RICHMOND, Ky. (WTVQ)-Richmond resident David Saylor says, “I have family, my parents are buried here in the Richmond Cemetery. So it means a lot to me what goes on here in the cemetery.”
David Saylor also has relatives who fought in the Civil War on both sides buried in Eastern Kentucky. But he feels closer to them now being able to honor them at home.
“We are quick to forget those who gave their lives overseas and we should not be quick to not forget those who gave their lives here on American soil. Many of which were buried in Richmond, here in the Richmond Cemetery.”
Madison County Historian Phillip Seyfrit keeps that memory alive every year as a reenactor.
He asks, “Is it hot, yes? But they didn’t know anything else.They don’t have air-conditioning at the time.”
Seyfrit says the Union and Confederate soldiers were evenly matched in number, about 7,000 men on either side, but the Union Army lacked the same discipline.
“They were extremely inexperienced. Most of them were from Indiana, a little bit from Ohio, a little bit from Kentucky and Michigan. But they had not been in the service for only two weeks and they really got a baptism by fire here.”
A bitter Union defeat, some say one of the worst Union defeats in the Civil War.

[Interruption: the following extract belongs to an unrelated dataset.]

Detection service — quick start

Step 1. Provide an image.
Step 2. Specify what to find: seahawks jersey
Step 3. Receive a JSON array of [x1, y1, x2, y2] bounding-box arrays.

Only 500 soldiers got away, more than 4,000 Union soldiers sold as paroles to the Confederate Army.
Saylor says, “It was American blood spilled on our own soil. But it was something both sides believed strongly in that they would go to war against each other. It’s something that we need to remember and continue not to forget.”
While there are about 100 confederate soldiers buried in the Richmond cemetery now, during the time of the actual battle many of the graves weren’t here giving them room to fight. About 100 Union soldiers also lost their lives. They’ve since been moved to Camp Nelson.